Scrub radius is basically the centerline of the wheel relative to the steering axis inclination (SAI). SAI is easiest to explain by breaking the term up. The steering axis is the line between the top pivot point of the spindle (the upper ball joint on cars with upper and lower control arms) and the lower ball joint. The inclination of the steering axis is the angle between the steering axis and the centerline of the wheel. Now to find the scrub radius, we follow the SAI all the way to the ground, and measure the distance between that point and the centerline of the tire patch. If the tire contact patch is outside of the SAI pivot, the scrub radius is positive. If it's inboard, it's negative. Unless you're swapping to a new style suspension system, or willing to do some complicated customizing, scrub radius is set at the factory and not adjustable.
So why do you care? Well, the point where the SAI meets the road is the pivot point on which the tire is turned, so scrub radius has a great deal to do with how the steering feels and how much feedback is generated through the steering wheel. Also, scrub radius is directly affected by wheel offset, so it's a good idea to keep that in mind when pondering new wheels. Small changes won't make much difference, but large ones can affect vehicle handling notably and change the steering dynamics. For example, wider wheels with minimal backspacing create positive scrub radius because the centerline of the tire patch is moved further outside the SAI, which places more stress on steering components and typically increases steering effort at low speeds. On the upshot, it also increases steering feedback and feel, which is vital for control. Conversely, negative scrub radius tends to decrease steering effort and feel.

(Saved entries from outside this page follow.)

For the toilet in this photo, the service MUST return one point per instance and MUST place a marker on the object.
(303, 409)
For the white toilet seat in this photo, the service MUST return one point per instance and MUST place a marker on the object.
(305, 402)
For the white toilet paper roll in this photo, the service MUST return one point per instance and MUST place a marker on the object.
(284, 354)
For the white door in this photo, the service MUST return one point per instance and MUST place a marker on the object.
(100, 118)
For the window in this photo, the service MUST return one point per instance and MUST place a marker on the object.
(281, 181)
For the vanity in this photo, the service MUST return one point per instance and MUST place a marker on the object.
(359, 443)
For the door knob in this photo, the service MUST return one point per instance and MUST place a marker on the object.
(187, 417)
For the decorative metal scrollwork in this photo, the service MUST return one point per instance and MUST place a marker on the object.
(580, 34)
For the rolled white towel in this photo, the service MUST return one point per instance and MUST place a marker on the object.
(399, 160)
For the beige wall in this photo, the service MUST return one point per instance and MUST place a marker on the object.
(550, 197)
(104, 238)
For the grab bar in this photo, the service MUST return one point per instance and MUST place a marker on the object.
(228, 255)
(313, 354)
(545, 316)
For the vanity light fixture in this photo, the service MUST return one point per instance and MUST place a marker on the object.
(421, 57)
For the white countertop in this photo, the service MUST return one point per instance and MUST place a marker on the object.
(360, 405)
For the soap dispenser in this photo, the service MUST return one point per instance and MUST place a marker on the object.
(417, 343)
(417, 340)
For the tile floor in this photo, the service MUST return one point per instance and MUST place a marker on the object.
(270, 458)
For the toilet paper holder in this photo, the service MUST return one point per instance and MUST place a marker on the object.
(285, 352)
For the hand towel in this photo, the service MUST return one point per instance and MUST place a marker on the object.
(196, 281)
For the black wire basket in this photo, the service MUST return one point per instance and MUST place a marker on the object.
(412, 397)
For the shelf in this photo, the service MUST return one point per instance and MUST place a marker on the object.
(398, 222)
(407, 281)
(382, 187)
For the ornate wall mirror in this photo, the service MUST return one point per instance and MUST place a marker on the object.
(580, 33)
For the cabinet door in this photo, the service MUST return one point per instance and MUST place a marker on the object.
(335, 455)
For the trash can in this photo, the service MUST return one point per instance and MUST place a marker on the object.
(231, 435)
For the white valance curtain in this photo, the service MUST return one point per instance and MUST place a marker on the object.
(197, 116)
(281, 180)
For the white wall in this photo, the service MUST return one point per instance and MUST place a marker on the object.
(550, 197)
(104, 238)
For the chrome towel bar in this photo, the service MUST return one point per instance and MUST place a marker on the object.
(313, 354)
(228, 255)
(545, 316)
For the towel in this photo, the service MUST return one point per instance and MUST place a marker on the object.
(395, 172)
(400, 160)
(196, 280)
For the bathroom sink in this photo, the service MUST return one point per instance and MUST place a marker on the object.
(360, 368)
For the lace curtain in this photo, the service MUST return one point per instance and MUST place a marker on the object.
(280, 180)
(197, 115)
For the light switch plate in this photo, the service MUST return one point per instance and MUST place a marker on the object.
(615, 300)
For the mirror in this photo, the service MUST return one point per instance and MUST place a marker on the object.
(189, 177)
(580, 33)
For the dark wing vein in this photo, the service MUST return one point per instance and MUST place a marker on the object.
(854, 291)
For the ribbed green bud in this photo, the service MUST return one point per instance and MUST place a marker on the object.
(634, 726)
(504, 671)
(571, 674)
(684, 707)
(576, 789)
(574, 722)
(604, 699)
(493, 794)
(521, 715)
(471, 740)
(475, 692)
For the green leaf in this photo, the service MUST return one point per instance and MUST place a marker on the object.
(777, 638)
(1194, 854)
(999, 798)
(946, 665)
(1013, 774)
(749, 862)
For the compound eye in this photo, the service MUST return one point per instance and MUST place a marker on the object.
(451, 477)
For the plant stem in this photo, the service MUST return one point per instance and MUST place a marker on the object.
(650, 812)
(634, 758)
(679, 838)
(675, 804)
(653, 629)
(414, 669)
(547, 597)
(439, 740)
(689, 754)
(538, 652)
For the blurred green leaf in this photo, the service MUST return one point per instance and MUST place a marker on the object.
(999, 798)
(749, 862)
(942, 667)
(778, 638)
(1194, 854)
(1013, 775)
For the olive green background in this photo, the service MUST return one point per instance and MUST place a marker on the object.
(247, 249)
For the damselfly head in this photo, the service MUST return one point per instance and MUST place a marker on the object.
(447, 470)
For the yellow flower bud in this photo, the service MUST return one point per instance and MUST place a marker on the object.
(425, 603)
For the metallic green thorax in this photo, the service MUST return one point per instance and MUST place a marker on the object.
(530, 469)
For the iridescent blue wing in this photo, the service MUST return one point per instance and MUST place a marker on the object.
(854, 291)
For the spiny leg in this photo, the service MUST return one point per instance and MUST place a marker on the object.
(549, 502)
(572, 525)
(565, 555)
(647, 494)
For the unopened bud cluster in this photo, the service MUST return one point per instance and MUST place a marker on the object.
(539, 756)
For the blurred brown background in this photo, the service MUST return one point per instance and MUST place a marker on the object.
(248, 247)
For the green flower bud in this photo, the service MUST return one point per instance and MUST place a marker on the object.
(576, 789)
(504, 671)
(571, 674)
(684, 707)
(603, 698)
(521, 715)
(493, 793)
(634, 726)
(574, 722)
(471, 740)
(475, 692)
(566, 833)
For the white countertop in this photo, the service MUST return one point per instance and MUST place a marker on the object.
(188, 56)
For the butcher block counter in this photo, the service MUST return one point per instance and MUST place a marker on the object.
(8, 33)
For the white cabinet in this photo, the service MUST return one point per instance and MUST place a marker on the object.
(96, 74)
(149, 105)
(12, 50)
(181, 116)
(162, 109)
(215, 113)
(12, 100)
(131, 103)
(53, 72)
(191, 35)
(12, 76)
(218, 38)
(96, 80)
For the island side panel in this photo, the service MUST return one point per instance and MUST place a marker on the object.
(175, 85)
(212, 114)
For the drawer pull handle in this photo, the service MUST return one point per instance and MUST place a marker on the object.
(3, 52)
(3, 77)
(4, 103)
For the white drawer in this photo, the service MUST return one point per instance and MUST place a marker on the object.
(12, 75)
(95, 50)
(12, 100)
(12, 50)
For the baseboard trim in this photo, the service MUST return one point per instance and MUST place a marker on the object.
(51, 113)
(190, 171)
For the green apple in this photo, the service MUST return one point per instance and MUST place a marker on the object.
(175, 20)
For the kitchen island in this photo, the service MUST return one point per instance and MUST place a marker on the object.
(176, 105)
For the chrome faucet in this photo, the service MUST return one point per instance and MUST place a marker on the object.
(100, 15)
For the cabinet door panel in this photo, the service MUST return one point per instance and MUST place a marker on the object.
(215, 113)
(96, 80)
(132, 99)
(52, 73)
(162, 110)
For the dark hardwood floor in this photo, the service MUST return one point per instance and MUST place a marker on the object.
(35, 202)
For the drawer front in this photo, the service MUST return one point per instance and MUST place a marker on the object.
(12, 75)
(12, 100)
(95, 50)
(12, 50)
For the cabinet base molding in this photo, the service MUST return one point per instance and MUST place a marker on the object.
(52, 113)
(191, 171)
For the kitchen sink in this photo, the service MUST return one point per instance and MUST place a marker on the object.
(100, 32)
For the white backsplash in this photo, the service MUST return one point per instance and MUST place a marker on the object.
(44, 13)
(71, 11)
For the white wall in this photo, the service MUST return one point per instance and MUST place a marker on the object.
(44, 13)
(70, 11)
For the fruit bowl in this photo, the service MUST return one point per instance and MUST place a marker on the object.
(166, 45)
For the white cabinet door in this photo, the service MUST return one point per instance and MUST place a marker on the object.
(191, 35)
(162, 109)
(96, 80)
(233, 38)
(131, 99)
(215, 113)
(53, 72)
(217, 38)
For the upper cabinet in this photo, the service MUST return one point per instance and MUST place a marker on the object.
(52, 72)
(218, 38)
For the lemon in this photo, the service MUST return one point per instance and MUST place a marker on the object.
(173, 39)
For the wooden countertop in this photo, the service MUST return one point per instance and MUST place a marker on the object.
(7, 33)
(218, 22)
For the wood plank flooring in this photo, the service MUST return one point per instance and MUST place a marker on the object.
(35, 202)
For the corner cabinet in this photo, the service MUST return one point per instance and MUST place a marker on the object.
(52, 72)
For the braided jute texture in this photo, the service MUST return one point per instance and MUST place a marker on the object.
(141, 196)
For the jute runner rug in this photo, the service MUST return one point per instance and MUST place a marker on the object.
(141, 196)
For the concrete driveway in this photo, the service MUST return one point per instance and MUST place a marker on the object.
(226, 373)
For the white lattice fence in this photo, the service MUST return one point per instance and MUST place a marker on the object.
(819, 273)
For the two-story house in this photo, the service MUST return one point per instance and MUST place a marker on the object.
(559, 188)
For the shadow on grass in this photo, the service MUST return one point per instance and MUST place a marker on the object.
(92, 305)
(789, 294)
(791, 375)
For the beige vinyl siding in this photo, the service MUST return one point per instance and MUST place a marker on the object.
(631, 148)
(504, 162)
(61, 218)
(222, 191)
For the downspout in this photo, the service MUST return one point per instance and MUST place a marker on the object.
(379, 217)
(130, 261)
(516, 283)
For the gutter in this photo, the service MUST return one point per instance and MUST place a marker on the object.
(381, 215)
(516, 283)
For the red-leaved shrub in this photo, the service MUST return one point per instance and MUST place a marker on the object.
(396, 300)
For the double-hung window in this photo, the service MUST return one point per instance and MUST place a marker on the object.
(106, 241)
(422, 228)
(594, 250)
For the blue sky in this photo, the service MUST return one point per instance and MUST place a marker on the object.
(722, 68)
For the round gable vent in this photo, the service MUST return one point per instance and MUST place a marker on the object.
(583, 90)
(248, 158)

Generally speaking, older muscle cars tend to have a longer scrub radius, and modern performance cars have a short scrub radius (usually only an inch or so). Sometimes cars having a longer scrub radius experience "tramming" on roads with worn surfaces, such as where heavy vehicles have created ruts. This can create a wandering feel that is sometimes confused with bumpsteer. Wide front tires can also exhibit negative effects of a longer scrub radius as the road camber changes, whereby the road acts alternately on the inside and outside of a tire.
At its most basic, static toe angle is just the degree the front wheels deviate from parallel to the centerline of the vehicle. On the road, near-zero toe is ideal for tire wear, but due to the flex created by the numerous suspension bushings, compensation is necessary. To get close to parallel at speed, rear-wheel-drive cars always require a slight amount of toe-in, because the forward thrust from the rear wheels causes the compliant rubber bushings in the front suspension to flex rearward slightly. Front-wheel drive is exactly opposite, and requires toe-out, but for the same reasons. Cars upgraded with Heim joints rather than bushings experience far less flex.
There are other considerations as well; toe-in, meaning the centerline of the wheels, will converge at some point ahead of the car. This aids stability at speed and for self correcting, but too much toe-in causes accelerated wear at the outboard edges of the tires. Too much toe-out causes wear at the inboard edges and skittishness over bumps and grooves, but serious track cars often accept that trade-off for the increased steering response available from a light amount of toe-out. That brings up dynamic toe.
Ackerman geometry naturally produces toe-out on the inside wheel in a turn, which helps turn-in, but toe is actually a dynamic setting that varies according to the forces applied on the wheel, and according to camber gain. This concept is actually closely associated with roll steer, which is the result of one wheel rising as the other falls due to weight transfer and cornering force, as in a hard corner. The result is more toe-in on one wheel, and more toe-out on the other, consequently producing a steering effect.